Launischer Wind spielte mit den Baumkronen und sie schwankten leicht hin und her. Sehr zum Leidwesen von Bella, die hin und wieder eine Korrektur ihrer Liegeposition vornehmen musste, um ganz von der Sonne angestrahlt zu werden. Dabei genoss sie, wie sich ihr schwarzes Fell aufheizte, denn heute war es sogar ausgesprochen kühl für einen Tag im späten August. Ab und zu schloss sie ihre Augen und döste vor sich hin. Nur das Klacken der Steine, die Jakob in regelmäßigen Abständen auf seinen kleinen Haufen warf, ließ kurz ihre aufmerksamen Ohren zucken.
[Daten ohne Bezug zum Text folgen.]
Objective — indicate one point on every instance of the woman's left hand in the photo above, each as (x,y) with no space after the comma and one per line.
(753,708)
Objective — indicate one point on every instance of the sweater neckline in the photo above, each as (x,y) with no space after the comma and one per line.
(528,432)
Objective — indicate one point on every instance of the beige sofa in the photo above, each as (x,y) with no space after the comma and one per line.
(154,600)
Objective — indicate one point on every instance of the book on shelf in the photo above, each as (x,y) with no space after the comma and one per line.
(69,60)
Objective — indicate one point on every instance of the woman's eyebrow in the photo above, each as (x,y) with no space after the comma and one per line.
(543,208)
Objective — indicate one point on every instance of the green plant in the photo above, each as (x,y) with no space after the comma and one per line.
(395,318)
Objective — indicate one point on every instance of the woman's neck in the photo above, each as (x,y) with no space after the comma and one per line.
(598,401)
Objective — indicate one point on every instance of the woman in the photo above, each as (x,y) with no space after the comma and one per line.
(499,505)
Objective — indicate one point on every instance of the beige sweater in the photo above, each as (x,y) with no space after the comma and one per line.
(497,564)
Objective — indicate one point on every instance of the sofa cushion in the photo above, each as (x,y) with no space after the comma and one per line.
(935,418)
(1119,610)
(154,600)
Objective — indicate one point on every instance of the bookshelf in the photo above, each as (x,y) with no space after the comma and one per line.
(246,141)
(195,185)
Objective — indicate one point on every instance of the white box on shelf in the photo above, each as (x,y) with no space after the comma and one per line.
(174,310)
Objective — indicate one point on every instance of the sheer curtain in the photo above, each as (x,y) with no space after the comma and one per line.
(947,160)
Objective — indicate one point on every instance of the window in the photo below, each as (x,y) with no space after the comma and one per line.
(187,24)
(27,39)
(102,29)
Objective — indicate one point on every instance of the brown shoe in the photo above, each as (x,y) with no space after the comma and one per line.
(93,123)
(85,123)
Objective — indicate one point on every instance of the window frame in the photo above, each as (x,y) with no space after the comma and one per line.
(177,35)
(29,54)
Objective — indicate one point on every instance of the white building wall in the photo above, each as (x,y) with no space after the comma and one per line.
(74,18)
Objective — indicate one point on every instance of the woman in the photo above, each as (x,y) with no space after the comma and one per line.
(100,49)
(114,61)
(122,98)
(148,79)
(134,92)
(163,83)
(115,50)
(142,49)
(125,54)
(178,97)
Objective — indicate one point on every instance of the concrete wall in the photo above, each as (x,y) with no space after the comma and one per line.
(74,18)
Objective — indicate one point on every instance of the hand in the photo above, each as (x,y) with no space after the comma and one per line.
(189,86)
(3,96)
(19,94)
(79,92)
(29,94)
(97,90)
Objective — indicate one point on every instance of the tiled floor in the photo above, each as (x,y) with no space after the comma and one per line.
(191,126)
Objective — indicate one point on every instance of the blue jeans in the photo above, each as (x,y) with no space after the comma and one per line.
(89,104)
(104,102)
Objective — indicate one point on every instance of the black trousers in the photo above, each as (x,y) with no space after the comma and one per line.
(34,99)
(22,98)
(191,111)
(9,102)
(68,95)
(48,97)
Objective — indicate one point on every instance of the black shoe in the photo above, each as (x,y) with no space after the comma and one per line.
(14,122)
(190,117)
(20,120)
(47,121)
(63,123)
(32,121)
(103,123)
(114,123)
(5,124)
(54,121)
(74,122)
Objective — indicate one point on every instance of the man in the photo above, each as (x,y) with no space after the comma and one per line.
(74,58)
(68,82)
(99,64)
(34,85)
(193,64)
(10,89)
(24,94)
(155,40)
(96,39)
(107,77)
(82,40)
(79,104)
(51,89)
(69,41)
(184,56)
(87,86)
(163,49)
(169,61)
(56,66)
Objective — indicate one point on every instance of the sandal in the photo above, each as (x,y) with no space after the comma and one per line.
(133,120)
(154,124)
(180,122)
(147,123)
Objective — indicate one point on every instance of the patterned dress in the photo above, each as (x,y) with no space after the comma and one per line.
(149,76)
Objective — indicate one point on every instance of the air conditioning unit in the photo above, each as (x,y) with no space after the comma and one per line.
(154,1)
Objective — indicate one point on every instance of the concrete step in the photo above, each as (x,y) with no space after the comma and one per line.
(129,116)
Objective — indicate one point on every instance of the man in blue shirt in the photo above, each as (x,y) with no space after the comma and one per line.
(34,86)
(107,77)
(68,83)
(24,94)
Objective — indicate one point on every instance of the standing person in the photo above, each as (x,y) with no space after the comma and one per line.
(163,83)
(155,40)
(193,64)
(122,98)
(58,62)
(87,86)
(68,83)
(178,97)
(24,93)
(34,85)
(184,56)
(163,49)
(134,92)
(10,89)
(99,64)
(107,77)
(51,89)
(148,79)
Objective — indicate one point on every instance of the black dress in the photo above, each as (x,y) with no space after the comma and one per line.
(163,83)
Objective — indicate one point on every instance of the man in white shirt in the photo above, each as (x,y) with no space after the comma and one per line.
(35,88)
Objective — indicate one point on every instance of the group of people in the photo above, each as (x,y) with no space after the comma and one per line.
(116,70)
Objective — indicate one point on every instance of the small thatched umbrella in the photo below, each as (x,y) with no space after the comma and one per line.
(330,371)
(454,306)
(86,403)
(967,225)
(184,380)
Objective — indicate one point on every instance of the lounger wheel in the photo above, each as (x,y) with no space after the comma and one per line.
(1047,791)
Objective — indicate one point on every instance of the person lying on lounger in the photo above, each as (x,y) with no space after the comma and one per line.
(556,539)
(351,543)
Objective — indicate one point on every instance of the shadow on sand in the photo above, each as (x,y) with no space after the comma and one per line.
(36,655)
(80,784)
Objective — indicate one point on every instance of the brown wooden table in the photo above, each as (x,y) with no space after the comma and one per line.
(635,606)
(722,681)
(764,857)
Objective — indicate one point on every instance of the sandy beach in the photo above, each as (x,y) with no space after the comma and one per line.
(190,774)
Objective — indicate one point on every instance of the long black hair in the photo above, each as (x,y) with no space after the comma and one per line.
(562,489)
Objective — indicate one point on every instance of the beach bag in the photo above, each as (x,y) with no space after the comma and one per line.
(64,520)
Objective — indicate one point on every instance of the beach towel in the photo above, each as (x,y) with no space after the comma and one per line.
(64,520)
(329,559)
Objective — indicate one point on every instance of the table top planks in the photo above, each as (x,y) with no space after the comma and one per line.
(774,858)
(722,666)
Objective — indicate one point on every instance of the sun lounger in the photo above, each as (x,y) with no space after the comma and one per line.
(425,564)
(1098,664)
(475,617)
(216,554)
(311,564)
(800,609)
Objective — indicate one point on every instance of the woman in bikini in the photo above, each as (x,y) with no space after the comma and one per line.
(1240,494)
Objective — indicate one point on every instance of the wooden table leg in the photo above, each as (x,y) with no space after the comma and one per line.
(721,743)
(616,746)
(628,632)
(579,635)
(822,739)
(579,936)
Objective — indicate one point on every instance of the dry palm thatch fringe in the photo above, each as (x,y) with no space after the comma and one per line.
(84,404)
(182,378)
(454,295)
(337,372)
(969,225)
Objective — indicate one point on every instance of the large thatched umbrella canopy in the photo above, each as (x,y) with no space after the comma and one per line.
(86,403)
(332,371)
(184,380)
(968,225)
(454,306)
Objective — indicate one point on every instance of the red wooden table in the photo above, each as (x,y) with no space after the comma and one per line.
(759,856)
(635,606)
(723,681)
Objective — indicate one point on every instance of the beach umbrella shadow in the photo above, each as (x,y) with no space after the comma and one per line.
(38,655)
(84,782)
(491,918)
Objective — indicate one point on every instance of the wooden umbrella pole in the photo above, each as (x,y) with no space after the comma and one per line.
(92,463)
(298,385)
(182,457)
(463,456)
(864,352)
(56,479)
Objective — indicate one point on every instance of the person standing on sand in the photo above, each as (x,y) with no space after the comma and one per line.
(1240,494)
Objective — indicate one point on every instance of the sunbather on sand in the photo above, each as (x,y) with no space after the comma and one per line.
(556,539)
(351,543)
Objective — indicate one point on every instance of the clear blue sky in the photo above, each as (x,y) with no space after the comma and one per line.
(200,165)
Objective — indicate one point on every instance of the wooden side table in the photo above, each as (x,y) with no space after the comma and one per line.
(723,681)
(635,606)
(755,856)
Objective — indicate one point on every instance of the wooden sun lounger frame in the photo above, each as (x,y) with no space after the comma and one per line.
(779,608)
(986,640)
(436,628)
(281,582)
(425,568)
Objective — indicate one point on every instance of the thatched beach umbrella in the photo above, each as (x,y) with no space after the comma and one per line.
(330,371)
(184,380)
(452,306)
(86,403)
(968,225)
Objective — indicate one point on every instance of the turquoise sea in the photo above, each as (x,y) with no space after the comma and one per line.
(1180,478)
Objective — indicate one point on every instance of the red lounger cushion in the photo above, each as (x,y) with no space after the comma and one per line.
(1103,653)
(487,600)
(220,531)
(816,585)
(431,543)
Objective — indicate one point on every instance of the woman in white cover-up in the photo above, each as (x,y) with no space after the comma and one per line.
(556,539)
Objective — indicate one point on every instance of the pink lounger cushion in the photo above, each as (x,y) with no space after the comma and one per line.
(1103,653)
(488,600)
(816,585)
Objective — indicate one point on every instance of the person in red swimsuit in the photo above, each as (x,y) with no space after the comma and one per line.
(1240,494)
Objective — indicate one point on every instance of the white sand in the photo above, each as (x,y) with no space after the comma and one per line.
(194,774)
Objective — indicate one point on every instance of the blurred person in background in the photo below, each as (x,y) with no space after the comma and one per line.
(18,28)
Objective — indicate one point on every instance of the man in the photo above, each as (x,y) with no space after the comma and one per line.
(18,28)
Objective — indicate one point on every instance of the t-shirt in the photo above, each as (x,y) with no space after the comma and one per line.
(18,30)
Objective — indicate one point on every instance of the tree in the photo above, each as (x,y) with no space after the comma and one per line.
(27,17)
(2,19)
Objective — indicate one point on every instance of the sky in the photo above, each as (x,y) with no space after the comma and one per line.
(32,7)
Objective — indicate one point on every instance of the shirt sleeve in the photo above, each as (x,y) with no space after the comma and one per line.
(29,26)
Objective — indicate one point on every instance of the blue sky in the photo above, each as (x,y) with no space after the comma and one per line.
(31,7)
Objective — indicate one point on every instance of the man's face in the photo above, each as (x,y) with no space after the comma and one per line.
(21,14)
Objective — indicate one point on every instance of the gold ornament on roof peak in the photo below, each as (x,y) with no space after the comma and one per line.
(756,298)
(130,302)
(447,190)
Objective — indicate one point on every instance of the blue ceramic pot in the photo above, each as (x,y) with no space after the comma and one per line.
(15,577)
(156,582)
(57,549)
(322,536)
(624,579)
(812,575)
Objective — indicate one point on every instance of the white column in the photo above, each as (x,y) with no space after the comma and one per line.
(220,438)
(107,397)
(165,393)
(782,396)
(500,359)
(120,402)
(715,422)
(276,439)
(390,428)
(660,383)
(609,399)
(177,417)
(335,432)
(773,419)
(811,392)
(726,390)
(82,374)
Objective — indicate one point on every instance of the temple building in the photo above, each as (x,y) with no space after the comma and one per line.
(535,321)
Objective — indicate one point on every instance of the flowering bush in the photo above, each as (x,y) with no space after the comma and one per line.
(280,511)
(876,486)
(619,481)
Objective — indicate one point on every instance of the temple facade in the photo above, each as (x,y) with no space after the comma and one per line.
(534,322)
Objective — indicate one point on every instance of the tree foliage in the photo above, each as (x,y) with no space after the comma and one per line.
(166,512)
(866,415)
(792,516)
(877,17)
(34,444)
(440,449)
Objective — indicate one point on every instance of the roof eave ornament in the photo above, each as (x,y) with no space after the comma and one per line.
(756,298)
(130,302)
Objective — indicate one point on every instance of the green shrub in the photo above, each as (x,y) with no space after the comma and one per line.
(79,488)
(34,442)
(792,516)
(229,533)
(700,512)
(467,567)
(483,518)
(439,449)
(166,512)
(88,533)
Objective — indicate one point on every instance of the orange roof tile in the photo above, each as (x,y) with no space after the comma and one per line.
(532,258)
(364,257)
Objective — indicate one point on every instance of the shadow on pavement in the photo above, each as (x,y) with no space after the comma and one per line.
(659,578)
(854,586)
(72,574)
Jakob kramte in der Seitentasche seines Kapuzenpullis, um den Next Button seines Players zu betätigen. Die Playlist, die Max ihm kopiert hatte, war so gar nicht nach seinem Geschmack, er musste morgen unbedingt daran denken, Lukas nach anderer Musik zu fragen. Dieses Zeug, das den ganzen Tag im Radio lief, interessierte ihn nicht.
In seinen Ohren begann mit einem dreckigen Lachen der Beat zu Gorillaz’ „Feel Good Inc.“. Okay, damit war er einverstanden. Vielleicht gab er der Musik auf seinem Player noch eine letzte Chance.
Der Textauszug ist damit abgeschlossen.